A medida que Alemania le cierra las puertas otra enemiga implacable le va abriendo cruelmente las de su morada. Sus primeros anuncios fueron leves: dolores de cabeza, sensibilidad a los ruidos y a la ley. En 1842 dos dedos de su mano izquierda amanecieron un día paralizados. Otro día, para abrir los ojos debe levantar los párpados con los dedos. En seguida se paraliza la mitad de su cuerpo. Hasta 1847, con mejoras y recaídas, logra huir de su perseguidora. A partir de entonces lo retiene encerrado. Heine escribe tendido en el suelo, sobre una alfombra, para deslizarse hacia los objetos que necesita. Recibe a sus amigos y continúa bromeando. No puede comer "sino con un lado", no puede llorar "sino con un ojo", pero su corazón está intacto para recibir la última imagen del amor. Hasta su "sepulcro acolchado" llega madame Krinitz, "La Mouche" —la mosca, por la figura grabada en su sortija—. Matilde accede a esas entrevistas en que se habla de amor, se suspira, las manos se enlazan y murmuran promesas imposibles.

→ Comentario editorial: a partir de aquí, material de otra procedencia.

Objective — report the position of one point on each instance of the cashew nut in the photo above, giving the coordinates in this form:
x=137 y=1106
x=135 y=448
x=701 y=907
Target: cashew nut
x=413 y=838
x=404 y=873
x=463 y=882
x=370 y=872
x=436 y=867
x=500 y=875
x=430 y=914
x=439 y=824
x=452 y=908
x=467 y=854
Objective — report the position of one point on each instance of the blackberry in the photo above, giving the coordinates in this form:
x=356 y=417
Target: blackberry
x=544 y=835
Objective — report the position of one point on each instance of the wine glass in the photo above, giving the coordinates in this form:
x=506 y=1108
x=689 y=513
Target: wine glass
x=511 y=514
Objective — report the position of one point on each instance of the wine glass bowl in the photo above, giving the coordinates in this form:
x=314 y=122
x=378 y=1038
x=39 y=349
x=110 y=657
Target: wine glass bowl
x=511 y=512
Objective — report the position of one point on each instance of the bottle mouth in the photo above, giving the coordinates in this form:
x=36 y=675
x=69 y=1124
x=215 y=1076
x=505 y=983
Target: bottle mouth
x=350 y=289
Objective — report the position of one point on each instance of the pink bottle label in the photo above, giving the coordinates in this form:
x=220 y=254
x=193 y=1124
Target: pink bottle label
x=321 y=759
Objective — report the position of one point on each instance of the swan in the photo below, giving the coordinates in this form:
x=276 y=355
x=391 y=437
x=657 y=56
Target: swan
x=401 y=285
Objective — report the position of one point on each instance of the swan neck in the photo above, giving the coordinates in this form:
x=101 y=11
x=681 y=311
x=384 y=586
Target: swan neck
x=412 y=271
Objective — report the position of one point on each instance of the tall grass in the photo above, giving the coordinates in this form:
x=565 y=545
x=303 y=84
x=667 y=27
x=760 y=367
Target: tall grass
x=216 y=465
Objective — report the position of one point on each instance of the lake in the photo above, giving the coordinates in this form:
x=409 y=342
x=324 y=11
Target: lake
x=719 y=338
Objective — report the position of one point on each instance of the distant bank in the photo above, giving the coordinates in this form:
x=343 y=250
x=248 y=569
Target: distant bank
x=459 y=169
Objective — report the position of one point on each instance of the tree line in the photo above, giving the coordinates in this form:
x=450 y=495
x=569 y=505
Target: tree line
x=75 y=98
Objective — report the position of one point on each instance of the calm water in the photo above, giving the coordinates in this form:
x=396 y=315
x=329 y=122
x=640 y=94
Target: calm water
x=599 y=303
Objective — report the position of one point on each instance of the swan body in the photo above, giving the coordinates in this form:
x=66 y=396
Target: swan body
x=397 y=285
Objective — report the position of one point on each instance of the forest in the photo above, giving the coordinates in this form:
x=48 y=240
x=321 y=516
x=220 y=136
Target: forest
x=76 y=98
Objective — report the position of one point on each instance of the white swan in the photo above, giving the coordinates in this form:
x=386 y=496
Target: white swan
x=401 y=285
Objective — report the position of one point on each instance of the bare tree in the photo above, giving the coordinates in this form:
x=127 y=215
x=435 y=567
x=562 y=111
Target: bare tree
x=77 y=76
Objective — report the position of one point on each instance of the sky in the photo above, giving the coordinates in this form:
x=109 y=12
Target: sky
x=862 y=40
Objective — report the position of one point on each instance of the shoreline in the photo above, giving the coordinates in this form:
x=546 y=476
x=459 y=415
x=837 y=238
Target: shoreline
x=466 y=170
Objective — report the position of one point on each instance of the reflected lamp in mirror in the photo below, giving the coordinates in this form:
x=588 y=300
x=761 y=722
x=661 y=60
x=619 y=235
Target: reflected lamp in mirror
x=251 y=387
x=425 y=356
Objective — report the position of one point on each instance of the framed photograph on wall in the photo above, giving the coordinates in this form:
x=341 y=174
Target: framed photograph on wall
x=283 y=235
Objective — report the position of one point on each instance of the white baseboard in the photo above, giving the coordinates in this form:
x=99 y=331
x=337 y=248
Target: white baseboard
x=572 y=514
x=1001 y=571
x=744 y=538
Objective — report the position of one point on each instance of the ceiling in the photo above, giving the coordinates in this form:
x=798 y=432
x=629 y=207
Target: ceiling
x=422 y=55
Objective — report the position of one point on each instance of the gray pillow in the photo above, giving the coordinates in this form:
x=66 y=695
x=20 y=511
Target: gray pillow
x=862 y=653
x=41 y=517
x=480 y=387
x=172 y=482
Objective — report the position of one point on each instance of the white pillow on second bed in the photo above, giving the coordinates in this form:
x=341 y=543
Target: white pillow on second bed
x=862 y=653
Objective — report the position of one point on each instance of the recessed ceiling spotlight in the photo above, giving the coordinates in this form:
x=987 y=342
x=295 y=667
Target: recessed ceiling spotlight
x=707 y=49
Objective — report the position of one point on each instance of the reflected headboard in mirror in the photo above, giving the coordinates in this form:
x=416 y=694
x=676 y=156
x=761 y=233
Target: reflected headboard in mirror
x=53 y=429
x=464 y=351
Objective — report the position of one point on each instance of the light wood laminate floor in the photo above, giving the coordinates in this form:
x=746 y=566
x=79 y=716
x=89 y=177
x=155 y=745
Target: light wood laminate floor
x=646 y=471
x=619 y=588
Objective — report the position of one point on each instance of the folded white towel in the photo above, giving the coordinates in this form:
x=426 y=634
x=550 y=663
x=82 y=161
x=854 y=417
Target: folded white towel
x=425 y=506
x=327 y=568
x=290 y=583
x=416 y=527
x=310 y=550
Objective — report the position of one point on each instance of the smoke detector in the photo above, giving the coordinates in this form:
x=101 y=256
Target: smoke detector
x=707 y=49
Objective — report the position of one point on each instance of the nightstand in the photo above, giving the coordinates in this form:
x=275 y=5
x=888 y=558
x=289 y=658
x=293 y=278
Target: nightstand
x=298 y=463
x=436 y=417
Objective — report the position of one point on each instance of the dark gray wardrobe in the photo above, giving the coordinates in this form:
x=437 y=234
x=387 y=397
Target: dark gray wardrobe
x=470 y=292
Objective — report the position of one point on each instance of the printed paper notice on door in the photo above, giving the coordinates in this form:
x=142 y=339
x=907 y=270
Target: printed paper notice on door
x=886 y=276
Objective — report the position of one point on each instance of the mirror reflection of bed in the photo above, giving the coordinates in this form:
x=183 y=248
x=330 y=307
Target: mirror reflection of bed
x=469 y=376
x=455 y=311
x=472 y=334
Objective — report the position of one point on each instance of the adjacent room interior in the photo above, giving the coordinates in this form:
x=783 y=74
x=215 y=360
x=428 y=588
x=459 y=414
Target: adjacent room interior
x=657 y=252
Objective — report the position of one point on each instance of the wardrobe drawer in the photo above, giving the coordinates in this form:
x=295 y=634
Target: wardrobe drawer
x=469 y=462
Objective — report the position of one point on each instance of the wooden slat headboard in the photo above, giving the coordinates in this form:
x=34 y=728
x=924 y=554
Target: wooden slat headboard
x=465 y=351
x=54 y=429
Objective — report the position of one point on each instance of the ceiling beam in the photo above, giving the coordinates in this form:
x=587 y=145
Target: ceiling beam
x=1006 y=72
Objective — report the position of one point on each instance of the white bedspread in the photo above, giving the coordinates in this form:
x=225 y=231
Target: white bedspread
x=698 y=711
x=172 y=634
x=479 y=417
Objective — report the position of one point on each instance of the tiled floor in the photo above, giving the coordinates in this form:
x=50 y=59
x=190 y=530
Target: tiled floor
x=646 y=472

El 17 de febrero de 1856, cuando llega la "desagradable rata alemana", Heinrich Heine murió pidiendo papel y lápiz. Madame Krinitz, "La Mouche", Camila Selden —con este nombre publicará "Los últimos días de Heinrich Heine"— verá en cada aniversario una figura negra, la sombra de un insecto gigantesco empeñado en alcanzar la luz, el aire libre. Los libros del poeta serán quemados; sus monumentos manchados, derribados, encerrados en jaulas; su memoria, escarnecida. Pero su espíritu alcanzó la libertad y su palabra la gloria.